For Henderson and his team-mates, the mood could not have been different. Liverpool’s players had stayed on the pitch at the final whistle, to be hugged by their manager and serenaded by their supporters. The greatest night in Anfield’s long and illustrious history? It just might be.
“From start to finish I thought the lads were amazing,” Henderson would say. “The atmosphere was amazing.”
Liverpool had arrived, naturally, as underdogs. But the 3-0 advantage Barcelona had brought with them from the first leg would be wiped out within 56 ferocious minutes. And when Divock Origi netted in front of the Kop, 11 minutes from the end of the 90, the Reds were on their way to the final.
“I think a lot of people would have written us off,” Henderson said. “But we have a belief in this team. We knew that if we gave everything, you know never know what can happen in football. We said we would fight for everything right to the end
“I think we proved quite a few people wrong tonight, We showed that if you never give up and you keep trying you can produce special things and create a special night.”
He’s got that right. Liverpool had been unlucky to lose by three at Camp Nou a week ago, but they tore into Barcelona from the first whistle here. They were ahead through Origi inside seven minutes and never looked back. Gini Wijnaldum, a substitute, scored twice in three second-half minutes before Origi’s late winner. It was frenzied.
Afterwards, a beaming Jurgen Klopp spoke of “big hearts” and “genius” moments. The triumph belonged to the manager as much as his players or fans.
“I think he believed because of the talk he gave before the game before we came to the stadium,” Henderson said. “I think the players could see that the manager believed which helps us believe in what he said to us.
“He said we can enjoy the night and maybe tell the grandkids one day it was a special night.

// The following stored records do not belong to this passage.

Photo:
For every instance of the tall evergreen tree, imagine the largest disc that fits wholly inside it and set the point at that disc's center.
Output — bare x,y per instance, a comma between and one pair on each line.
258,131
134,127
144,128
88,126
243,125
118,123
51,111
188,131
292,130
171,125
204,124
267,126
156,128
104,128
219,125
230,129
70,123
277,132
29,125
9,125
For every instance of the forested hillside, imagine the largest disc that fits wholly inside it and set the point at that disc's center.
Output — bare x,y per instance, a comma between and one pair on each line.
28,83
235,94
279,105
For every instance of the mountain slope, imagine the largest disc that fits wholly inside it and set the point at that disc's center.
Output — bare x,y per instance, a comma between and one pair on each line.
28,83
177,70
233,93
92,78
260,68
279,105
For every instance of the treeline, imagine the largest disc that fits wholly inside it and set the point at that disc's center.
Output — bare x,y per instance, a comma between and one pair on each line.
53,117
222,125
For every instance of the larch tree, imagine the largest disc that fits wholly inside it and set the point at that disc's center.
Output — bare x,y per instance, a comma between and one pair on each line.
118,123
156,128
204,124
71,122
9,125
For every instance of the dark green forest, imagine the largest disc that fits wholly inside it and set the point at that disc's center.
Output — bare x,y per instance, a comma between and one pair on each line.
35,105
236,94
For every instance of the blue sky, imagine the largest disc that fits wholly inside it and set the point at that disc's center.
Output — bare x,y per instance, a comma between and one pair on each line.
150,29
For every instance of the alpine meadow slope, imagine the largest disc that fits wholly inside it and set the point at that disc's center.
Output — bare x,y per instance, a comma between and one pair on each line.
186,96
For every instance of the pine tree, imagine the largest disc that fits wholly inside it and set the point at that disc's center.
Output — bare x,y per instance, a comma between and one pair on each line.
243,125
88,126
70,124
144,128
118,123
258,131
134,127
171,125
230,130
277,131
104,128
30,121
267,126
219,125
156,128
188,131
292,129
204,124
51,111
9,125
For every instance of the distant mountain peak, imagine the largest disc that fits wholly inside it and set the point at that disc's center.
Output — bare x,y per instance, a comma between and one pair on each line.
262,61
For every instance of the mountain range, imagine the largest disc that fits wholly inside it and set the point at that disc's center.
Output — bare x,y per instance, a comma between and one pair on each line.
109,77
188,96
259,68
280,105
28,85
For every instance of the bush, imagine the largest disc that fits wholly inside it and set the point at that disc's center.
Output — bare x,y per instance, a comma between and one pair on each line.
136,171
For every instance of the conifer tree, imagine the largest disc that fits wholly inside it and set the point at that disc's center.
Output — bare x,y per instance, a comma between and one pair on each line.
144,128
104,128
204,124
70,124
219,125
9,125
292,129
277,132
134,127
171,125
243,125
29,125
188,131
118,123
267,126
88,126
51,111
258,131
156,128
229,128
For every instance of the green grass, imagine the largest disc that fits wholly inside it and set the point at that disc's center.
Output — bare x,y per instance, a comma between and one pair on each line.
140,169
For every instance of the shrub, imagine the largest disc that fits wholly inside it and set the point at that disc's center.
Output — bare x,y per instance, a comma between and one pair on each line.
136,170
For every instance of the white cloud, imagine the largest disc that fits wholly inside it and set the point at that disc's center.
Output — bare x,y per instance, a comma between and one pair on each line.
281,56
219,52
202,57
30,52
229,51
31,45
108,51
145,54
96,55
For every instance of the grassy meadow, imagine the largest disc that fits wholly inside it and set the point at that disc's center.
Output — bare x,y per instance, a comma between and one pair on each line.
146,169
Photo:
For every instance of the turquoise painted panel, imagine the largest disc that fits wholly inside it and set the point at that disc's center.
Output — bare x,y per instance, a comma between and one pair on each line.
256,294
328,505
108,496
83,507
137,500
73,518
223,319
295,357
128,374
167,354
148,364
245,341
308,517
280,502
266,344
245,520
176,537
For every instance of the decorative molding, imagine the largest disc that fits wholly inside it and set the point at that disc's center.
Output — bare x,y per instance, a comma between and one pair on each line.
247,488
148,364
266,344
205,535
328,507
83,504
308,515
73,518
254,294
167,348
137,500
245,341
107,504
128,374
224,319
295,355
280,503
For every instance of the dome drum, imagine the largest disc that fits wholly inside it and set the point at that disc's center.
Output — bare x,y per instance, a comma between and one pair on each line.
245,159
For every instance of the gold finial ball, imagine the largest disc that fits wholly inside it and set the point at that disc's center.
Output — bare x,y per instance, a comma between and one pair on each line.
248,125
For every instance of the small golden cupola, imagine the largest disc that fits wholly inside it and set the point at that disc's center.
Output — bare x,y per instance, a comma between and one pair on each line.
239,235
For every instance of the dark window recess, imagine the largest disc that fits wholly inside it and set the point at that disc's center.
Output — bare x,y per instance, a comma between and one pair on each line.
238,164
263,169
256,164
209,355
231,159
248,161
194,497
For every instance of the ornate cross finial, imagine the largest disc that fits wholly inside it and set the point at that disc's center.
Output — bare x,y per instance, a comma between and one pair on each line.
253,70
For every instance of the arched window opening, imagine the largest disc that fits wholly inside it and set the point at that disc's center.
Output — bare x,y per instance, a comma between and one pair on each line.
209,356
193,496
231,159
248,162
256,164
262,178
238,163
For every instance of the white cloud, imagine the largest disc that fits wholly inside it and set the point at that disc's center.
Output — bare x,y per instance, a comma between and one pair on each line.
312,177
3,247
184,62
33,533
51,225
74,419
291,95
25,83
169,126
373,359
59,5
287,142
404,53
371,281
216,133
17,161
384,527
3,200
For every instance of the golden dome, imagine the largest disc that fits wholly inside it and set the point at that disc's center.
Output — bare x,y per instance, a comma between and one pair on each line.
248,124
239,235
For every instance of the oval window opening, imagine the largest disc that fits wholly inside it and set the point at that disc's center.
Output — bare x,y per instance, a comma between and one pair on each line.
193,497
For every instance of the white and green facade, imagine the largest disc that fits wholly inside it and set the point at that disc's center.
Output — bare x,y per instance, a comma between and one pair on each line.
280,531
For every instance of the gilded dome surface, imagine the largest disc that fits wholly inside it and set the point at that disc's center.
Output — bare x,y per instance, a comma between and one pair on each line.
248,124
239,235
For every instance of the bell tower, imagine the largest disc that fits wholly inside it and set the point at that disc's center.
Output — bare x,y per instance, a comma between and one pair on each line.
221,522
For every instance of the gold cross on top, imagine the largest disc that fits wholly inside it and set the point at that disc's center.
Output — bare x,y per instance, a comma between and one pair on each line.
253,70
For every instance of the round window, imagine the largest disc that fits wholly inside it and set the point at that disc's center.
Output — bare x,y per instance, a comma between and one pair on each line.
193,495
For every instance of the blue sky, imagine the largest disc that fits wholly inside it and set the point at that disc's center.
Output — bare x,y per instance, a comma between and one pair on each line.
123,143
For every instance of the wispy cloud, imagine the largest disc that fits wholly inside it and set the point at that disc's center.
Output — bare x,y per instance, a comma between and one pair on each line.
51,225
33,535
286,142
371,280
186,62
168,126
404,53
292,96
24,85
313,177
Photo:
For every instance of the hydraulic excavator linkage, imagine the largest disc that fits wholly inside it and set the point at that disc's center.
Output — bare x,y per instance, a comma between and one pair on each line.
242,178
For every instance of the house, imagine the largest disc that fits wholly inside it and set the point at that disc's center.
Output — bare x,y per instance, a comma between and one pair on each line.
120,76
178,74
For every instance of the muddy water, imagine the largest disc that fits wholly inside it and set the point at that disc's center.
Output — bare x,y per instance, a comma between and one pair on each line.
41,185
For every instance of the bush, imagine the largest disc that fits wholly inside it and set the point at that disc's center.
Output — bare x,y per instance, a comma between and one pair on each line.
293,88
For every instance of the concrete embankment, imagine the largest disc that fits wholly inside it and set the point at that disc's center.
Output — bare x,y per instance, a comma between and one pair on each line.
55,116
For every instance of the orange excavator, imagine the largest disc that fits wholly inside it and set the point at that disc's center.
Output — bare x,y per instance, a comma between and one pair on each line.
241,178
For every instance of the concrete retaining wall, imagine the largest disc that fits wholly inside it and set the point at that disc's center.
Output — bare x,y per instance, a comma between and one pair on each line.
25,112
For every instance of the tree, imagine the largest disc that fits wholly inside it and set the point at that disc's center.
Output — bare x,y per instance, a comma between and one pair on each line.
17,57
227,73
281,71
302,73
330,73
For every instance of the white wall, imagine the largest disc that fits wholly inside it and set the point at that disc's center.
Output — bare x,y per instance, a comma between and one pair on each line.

“The manager has ingrained that belief into us - no matter what happens you keep fighting right until the end until the final whistle goes. That is what we have done all season and we will continue to do that on Sunday [when Liverpool face Wolves in their final Premier League game] and in the final as well.
“We have two big games to look forward to and we just have to keep with that belief and that spirit. Then we will be OK.”
As for Henderson himself, he can look forward to joining Emlyn Hughes, John McGovern and Steven Gerrard as Englishmen to have captained clubs in two European Cup finals. The 28-year-old continues to make a mockery of those who doubt his credentials at the highest level.
“I quite enjoy it now,” he smiled. “I’ve got used to it!
“But is only a [good] display from me because of my team-mates. It is nothing to do with one person. Yes I contributed but so did everyone else who played. It was everybody together.
“For me throughout my career I have always wanted to prove people wrong and that will never change. I will continue to do that until I finish playing football.
“Football is like that anyway. It changes that quickly. Whether you are winning trophies or not there are always questions asked, someone else saying you cannot do this or that. So there are always things that you want to prove. I want to improve as a footballer and keep getting better to contribute to the team to be successful”
For now though, he can reflect on a job well done. Liverpool are into the Champions League final. Whatever happens in Madrid on June 1, Tuesday night will be remembered forever.
“It was just an amazing night,” he finished. “I was honoured to be a part of it.”